Logical my derriere. It's just really weird to be plopped into learning this stuff when we just began the semester and haven't been taught anything, but I thank you.

I don't need the do? I just put the inputGallonsofGas after the print and before the endwhile?

I hate feeling dumb. And I'm trying to learn this stuff, it's just a lot to take in all at once.

>>I hate feeling dumb.
we all felt like that at first. So don't worry about it and just keep studying. You'll get the hang of it.

>>I don't need the do?
No -- it is a language-specific key word and loop type.

There are lots of other ways to solve the problem, but if you have to just change the pseudocode they gave you then asking the same question twice is the best way. Ask the question before the loop starts then again just before the loop ends.

Oh, okay. So it's not any specific language, it's just an example?
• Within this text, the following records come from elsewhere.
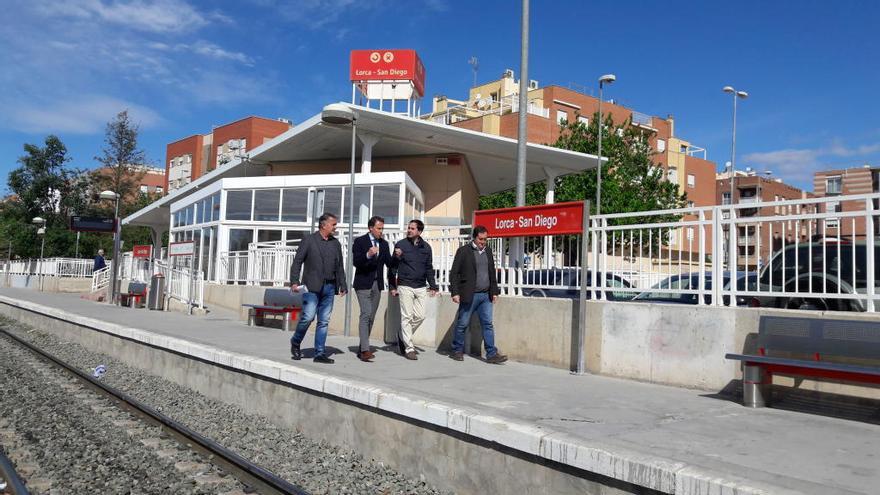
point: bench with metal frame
(845, 350)
(276, 302)
(135, 296)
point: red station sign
(555, 219)
(142, 251)
(388, 65)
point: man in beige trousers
(412, 279)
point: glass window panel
(238, 205)
(294, 205)
(362, 204)
(215, 207)
(267, 235)
(239, 239)
(333, 202)
(386, 203)
(266, 205)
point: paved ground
(772, 449)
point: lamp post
(41, 231)
(114, 270)
(736, 95)
(606, 79)
(339, 114)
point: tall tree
(45, 186)
(121, 159)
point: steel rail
(256, 477)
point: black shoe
(496, 359)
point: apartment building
(856, 180)
(756, 241)
(189, 158)
(493, 108)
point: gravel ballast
(316, 466)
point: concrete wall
(670, 344)
(50, 284)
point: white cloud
(158, 16)
(799, 163)
(83, 115)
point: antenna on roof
(475, 65)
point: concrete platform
(662, 438)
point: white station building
(405, 168)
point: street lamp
(41, 231)
(736, 95)
(339, 114)
(606, 79)
(115, 266)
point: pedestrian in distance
(474, 288)
(99, 261)
(412, 279)
(319, 258)
(370, 255)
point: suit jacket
(369, 269)
(308, 260)
(463, 274)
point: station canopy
(492, 159)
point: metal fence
(816, 252)
(52, 267)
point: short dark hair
(372, 221)
(326, 216)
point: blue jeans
(482, 304)
(320, 304)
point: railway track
(146, 439)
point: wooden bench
(276, 302)
(846, 350)
(135, 295)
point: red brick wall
(191, 145)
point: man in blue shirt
(412, 278)
(370, 254)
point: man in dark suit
(319, 257)
(370, 254)
(474, 287)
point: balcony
(644, 121)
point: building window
(561, 116)
(833, 185)
(238, 205)
(386, 201)
(266, 203)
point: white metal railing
(53, 267)
(806, 255)
(183, 284)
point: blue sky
(180, 66)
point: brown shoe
(496, 359)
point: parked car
(564, 284)
(810, 271)
(691, 281)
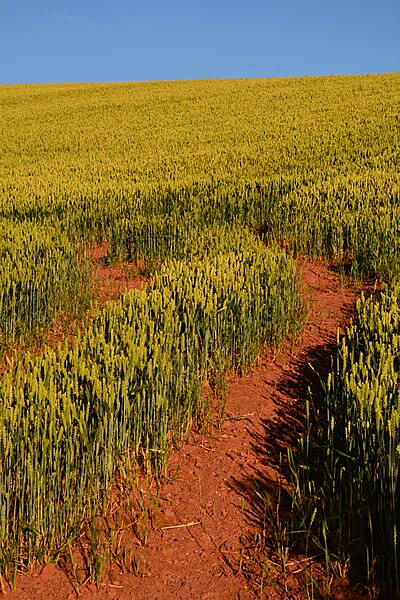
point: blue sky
(119, 40)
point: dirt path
(210, 504)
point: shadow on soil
(301, 379)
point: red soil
(201, 543)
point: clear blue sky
(130, 40)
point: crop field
(214, 188)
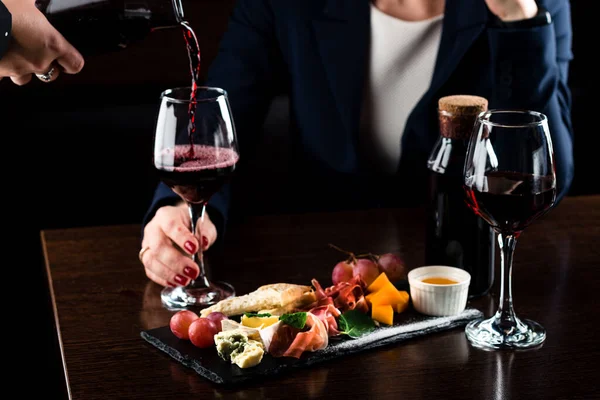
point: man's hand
(513, 10)
(36, 46)
(170, 245)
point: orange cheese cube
(383, 313)
(378, 283)
(387, 295)
(402, 305)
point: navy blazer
(316, 52)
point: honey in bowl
(440, 281)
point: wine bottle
(455, 235)
(98, 26)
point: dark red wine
(510, 201)
(100, 26)
(196, 179)
(456, 236)
(193, 49)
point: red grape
(202, 332)
(393, 266)
(217, 317)
(366, 269)
(180, 323)
(342, 272)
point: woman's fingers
(207, 231)
(21, 80)
(176, 227)
(69, 58)
(50, 74)
(167, 261)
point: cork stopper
(457, 114)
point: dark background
(77, 152)
(91, 133)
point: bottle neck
(456, 125)
(155, 14)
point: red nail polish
(189, 271)
(190, 246)
(180, 279)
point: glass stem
(505, 317)
(197, 216)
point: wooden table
(103, 300)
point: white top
(402, 59)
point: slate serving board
(207, 363)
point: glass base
(177, 298)
(493, 334)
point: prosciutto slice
(292, 342)
(344, 296)
(328, 315)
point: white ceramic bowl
(439, 299)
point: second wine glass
(510, 181)
(195, 154)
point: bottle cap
(457, 114)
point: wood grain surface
(103, 300)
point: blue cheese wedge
(235, 346)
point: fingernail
(190, 246)
(191, 272)
(180, 279)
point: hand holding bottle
(513, 10)
(36, 47)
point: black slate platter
(207, 363)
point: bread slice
(272, 296)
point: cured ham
(292, 342)
(328, 314)
(344, 296)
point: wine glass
(195, 154)
(509, 180)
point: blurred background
(91, 133)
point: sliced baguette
(272, 296)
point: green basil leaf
(296, 320)
(355, 323)
(263, 315)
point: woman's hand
(513, 10)
(36, 46)
(170, 245)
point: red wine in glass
(512, 200)
(510, 181)
(195, 164)
(199, 171)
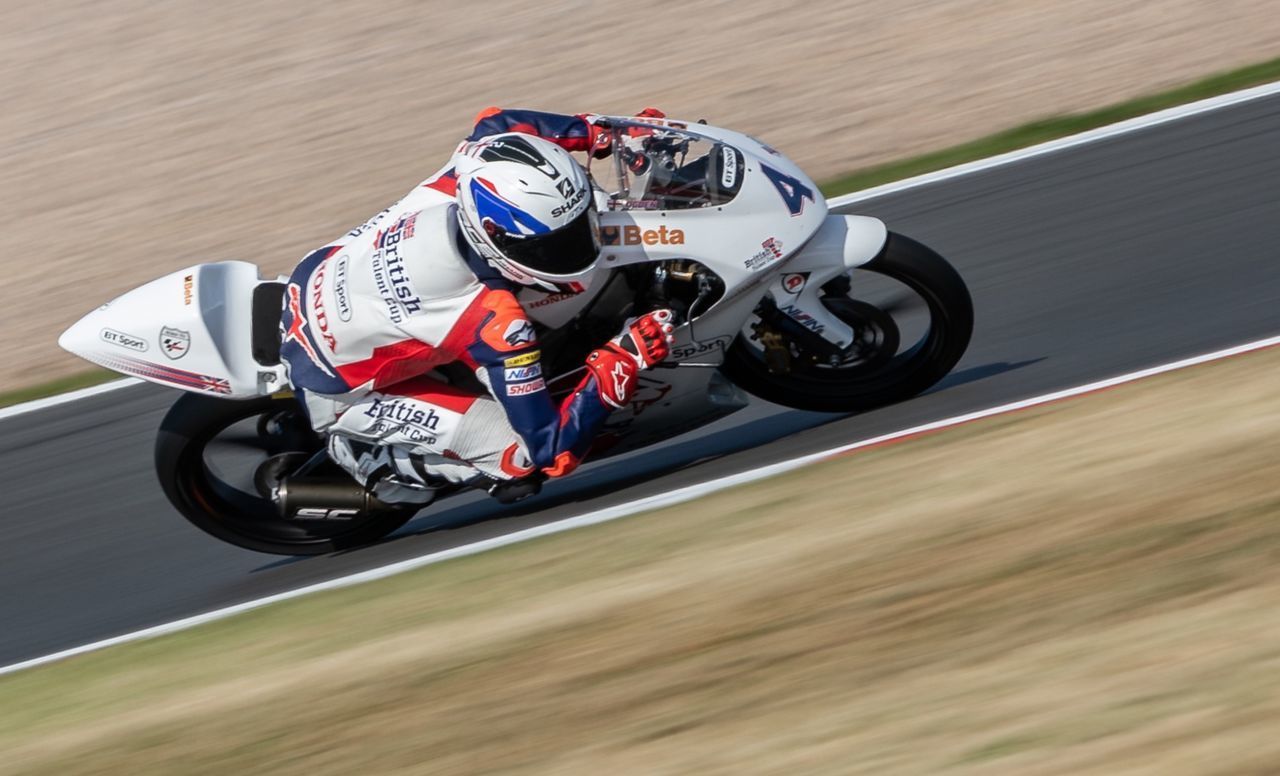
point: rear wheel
(906, 337)
(218, 459)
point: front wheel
(215, 457)
(908, 336)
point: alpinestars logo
(520, 332)
(297, 329)
(620, 382)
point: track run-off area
(1101, 258)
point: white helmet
(526, 206)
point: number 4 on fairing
(792, 191)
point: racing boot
(388, 473)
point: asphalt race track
(1084, 264)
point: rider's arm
(557, 434)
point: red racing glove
(643, 343)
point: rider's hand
(643, 343)
(647, 338)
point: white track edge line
(1089, 136)
(653, 502)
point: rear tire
(236, 515)
(880, 380)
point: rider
(432, 281)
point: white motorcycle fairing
(705, 222)
(190, 329)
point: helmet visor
(566, 251)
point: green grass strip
(1052, 128)
(82, 379)
(992, 145)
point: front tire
(877, 378)
(233, 509)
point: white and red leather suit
(369, 315)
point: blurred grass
(1054, 128)
(1083, 588)
(74, 382)
(1019, 137)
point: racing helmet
(526, 206)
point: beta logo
(526, 388)
(634, 234)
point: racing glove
(643, 343)
(602, 142)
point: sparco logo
(339, 288)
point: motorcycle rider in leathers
(432, 281)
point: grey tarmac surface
(1083, 264)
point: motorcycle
(776, 297)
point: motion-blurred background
(141, 137)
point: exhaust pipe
(325, 498)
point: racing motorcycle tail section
(192, 329)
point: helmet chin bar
(513, 273)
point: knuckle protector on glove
(615, 373)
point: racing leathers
(366, 318)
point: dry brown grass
(1088, 588)
(140, 137)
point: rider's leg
(421, 432)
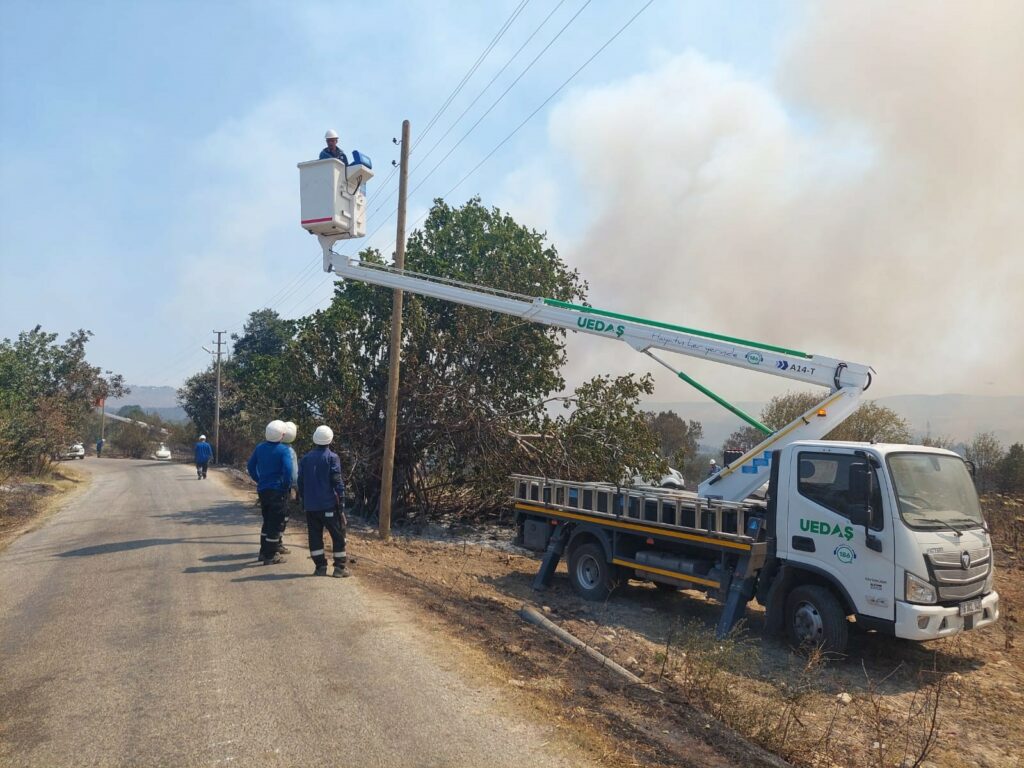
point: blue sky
(147, 150)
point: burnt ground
(748, 700)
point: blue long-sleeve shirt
(337, 155)
(270, 466)
(321, 484)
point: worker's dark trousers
(285, 519)
(334, 521)
(272, 505)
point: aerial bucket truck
(883, 538)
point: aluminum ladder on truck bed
(733, 531)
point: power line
(433, 120)
(488, 110)
(539, 108)
(513, 57)
(498, 36)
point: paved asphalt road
(136, 629)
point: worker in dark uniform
(270, 467)
(204, 453)
(323, 491)
(332, 151)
In a sense. It's a list of instructions to accomplish the job. Another example of pseudocode would be:
1) Open the car door
2) Slide in behind the steering wheel
3) Close the door
4) Insert the key in the ignition
etc

When you actually get to the car, you then have to figure out whether you pull up on a handle, or push a button to unlach the door before opening it. And so on. Pseudocode is generic instructions to get the job done. You then translate those instuctions into the specific language you are programming in.